Though the road narrows as it approaches the horizon, the horizon itself opens ever wider and is never caught. Thus, if one were visually to follow the traveler from some high vantage point, one would notice the traveler diminishing in relative size as the traveler nears the horizon, that looming arc into which one can only witness another disappear. From this perspective it would be proper to say
—any traveler already intuitively knows this
—that travel makes the world much larger and more fantastic rather than smaller and easily domesticated.

It was late April when a car pulled up in front of AYT's house and he became the second of the soon to be three passengers. Four hours would bring the automobile to a familiar locale and familiar faces. Long after the sun slept, AYT is dropped off for the night in the alley behind a dollar store.

AYT's companions likely wondered what sort of accomodations this dark alley would produce and must have been slightly consoled when a friendly voice could be heard from the window of an apartment situated above a garage.
The hazy warmth of night was perforated by streetlamps which lit the paths of campus. The pulse of memories and affections were quickened as AYT and his friend walked to a
pub that was not long ago frequented.

In the morning, a short walk brought the two to another
place familiar and frequented. Almost a year has passed since that breakfast and the conversation has sunk beneath memory's grasp, but pictures float a bit longer on the surface. [AYT owes Colleen a hearty thank you for her hospitality and a slight apology for the delay in her showing up here for the first time.]
The same car pulls into the parking lot of the Doller General where it had dropped off AYT the night before. AYT takes one more drag and takes a scolding as well. Back on the road.
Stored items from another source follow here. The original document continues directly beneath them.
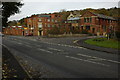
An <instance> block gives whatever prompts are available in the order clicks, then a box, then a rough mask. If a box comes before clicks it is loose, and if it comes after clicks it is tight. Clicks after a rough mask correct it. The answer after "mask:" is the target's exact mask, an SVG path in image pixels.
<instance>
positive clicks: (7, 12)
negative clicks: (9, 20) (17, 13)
mask: <svg viewBox="0 0 120 80" xmlns="http://www.w3.org/2000/svg"><path fill="white" fill-rule="evenodd" d="M22 6H23V3H21V2H2V9H3V10H2V26H4V27H6V26H7V21H8V18H9V17H10V16H11V15H15V14H16V13H19V12H20V10H19V8H21V7H22Z"/></svg>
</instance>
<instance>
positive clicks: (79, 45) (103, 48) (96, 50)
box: [76, 38, 119, 54]
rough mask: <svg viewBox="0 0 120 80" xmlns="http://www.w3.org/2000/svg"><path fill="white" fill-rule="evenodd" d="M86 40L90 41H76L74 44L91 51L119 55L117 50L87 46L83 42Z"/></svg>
mask: <svg viewBox="0 0 120 80" xmlns="http://www.w3.org/2000/svg"><path fill="white" fill-rule="evenodd" d="M87 39H90V38H86V39H81V40H78V41H76V44H77V45H78V46H81V47H84V48H87V49H91V50H96V51H101V52H107V53H112V54H119V50H118V49H113V48H105V47H99V46H95V45H90V44H87V43H85V42H84V41H85V40H87Z"/></svg>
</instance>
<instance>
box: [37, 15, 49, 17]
mask: <svg viewBox="0 0 120 80" xmlns="http://www.w3.org/2000/svg"><path fill="white" fill-rule="evenodd" d="M39 17H50V15H39Z"/></svg>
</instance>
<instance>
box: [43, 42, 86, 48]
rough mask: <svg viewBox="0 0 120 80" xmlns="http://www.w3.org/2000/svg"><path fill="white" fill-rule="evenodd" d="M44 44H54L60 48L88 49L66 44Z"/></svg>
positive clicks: (51, 43) (48, 43)
mask: <svg viewBox="0 0 120 80" xmlns="http://www.w3.org/2000/svg"><path fill="white" fill-rule="evenodd" d="M44 43H46V44H52V45H58V46H64V47H71V48H80V49H86V48H84V47H80V46H71V45H66V44H55V43H49V42H44Z"/></svg>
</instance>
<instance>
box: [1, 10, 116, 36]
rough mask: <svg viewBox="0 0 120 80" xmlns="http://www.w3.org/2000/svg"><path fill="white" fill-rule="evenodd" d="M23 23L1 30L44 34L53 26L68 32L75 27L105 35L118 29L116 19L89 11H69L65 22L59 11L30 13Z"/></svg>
mask: <svg viewBox="0 0 120 80" xmlns="http://www.w3.org/2000/svg"><path fill="white" fill-rule="evenodd" d="M24 23H25V24H26V26H25V25H24V26H21V27H20V26H10V27H7V28H5V29H4V30H3V31H4V33H5V34H9V35H33V36H45V35H48V30H51V29H52V28H53V27H59V29H60V31H61V32H64V31H65V33H68V34H70V33H71V30H73V31H74V28H76V27H77V28H78V29H79V31H80V32H81V31H83V30H85V31H87V32H89V33H91V34H95V35H105V34H106V33H110V32H114V31H116V30H117V29H118V25H117V20H115V19H114V18H112V17H109V16H105V15H102V14H96V13H92V12H89V11H86V12H85V13H84V14H83V15H80V13H76V14H75V13H70V15H69V16H68V17H67V21H66V22H65V23H63V22H62V15H61V14H59V13H52V14H38V15H32V16H30V17H27V18H24Z"/></svg>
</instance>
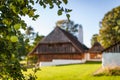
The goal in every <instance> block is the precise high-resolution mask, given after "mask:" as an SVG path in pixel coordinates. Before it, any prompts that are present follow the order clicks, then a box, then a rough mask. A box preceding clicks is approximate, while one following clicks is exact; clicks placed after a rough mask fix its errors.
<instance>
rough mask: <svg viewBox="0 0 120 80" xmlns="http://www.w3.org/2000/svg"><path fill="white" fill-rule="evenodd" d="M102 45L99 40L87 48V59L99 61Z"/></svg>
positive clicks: (99, 58)
mask: <svg viewBox="0 0 120 80" xmlns="http://www.w3.org/2000/svg"><path fill="white" fill-rule="evenodd" d="M103 49H104V48H103V47H102V46H101V44H100V43H99V42H95V43H94V45H93V46H92V47H91V48H90V49H89V50H88V53H87V54H86V55H87V60H93V61H101V60H102V51H103Z"/></svg>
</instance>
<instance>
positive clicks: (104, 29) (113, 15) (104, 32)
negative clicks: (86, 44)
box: [99, 6, 120, 47]
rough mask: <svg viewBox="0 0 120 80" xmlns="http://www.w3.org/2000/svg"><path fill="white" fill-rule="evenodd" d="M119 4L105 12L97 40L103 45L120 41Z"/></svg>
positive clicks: (119, 6) (119, 8)
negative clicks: (116, 6)
mask: <svg viewBox="0 0 120 80" xmlns="http://www.w3.org/2000/svg"><path fill="white" fill-rule="evenodd" d="M119 35H120V6H118V7H116V8H114V9H112V10H111V11H109V12H108V13H107V14H105V16H104V18H103V20H102V27H101V28H100V31H99V41H100V42H101V43H102V45H103V46H104V47H109V46H110V45H112V44H115V43H116V42H118V41H120V36H119Z"/></svg>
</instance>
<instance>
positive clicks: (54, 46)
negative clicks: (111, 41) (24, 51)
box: [29, 27, 88, 62]
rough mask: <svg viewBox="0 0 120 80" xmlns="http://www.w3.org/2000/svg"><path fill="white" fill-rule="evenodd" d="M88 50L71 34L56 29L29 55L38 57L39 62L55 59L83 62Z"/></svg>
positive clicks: (59, 29)
mask: <svg viewBox="0 0 120 80" xmlns="http://www.w3.org/2000/svg"><path fill="white" fill-rule="evenodd" d="M87 50H88V48H87V47H86V46H85V45H84V44H81V43H80V42H79V41H78V39H77V38H76V37H75V36H73V35H72V34H71V33H69V32H67V31H65V30H63V29H61V28H59V27H56V28H55V29H54V30H53V31H52V32H51V33H50V34H49V35H48V36H46V37H45V38H44V39H42V40H41V41H40V42H39V43H38V45H37V46H36V47H35V48H34V49H33V51H31V52H30V53H29V55H37V56H38V57H39V60H38V61H39V62H41V61H52V60H53V59H66V60H67V59H71V60H82V59H85V55H84V54H85V52H86V51H87Z"/></svg>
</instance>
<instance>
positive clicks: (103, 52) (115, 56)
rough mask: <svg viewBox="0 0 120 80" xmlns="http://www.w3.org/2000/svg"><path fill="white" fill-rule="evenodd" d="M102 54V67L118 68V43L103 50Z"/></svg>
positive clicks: (116, 43)
mask: <svg viewBox="0 0 120 80" xmlns="http://www.w3.org/2000/svg"><path fill="white" fill-rule="evenodd" d="M102 52H103V54H102V66H103V67H109V68H114V67H120V41H119V42H117V43H115V44H114V45H111V46H110V47H108V48H106V49H104V50H103V51H102Z"/></svg>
It wasn't long before AYT and his traveling companions had parked the car on the sidelines of a park district soccer field and were boarding the bus on which was painted Boy Scout Troop 343 of Mulberry, North Carolina. A little sweat, knees pressing into the back of the brown vinyl seat, and seatbeltless bouncing later, the foursome landed beneath the glorious sign which read:

We had gotten off the bus in the hills North Carolina in time to enjoy the day at
MerleFest - The Americana Music Celebration. The first time AYT heard about MerleFest was from the therapist he visited while at Duke. She and her husband went every year and from what AYT could tell it was definitely something from which he wanted to stay away. He had awkward visions of flannel and BudLight meeting Woodstock. A few years older, AYT was the first to delight in all sorts of surprising treats including, why not, Cheesecake-on-a-Stick.

To be fair, AYT wasn't the only one with a mouthful, right Molly?

MerleFest is more than a concert festival, as there are lectures, jam sessions, instructional events, vendors, and all sorts of folk walking around with their banjo or mandolin. AYT attended a lecture on racism in the history of bluegrass where the speaker discussed how the banjo, an instrument of African origin, came to be adopted by white artists, some who initially learned to play the instrument by imitating black musicians in blackface minstrel shows.

Outside, AYT enjoyed hearing
Gillian Welch,
The Avett Brothers, and
Bela Fleck. In addition to the music, there was time for square dancing, something AYT was subjected to every year in elementary school gym class. Sometimes childhood trauma does pay off. AYT happened to run into the aforementioned therapist. Startled by this familiar face, he let her pass without making eye contact. He wished he had said hello as she was a dear woman who had walked with him through tremendously difficult times. For a pastor or therapist, going through a difficult phase with someone and having them drop off the face of the earth because you are now tied to a painful memory has to be one of the most difficult aspects of those professions. AYT still regrets that spit second reaction.

AYT and his friends made their way through the darkness once the last fiddle had been played, back to the bus, back to the car, and then drove down the spine of the Appalachian mountains to the mountain home where they were sleeping. There was time to relax, play music, watch movies, hike, cook, and dine together. It wouldn't be too long before AYT and some fellow bluegrass travelers were reassembled in DC and climbing to the top of National Cathedral on that one warm May day when the public is allowed.
If you have a chance, MerleFest is worth a trip to the NC mountains. Nature, friendship, music, Americana, dancing, and desserts on a stick - simple pleasures of rural Carolina in late April.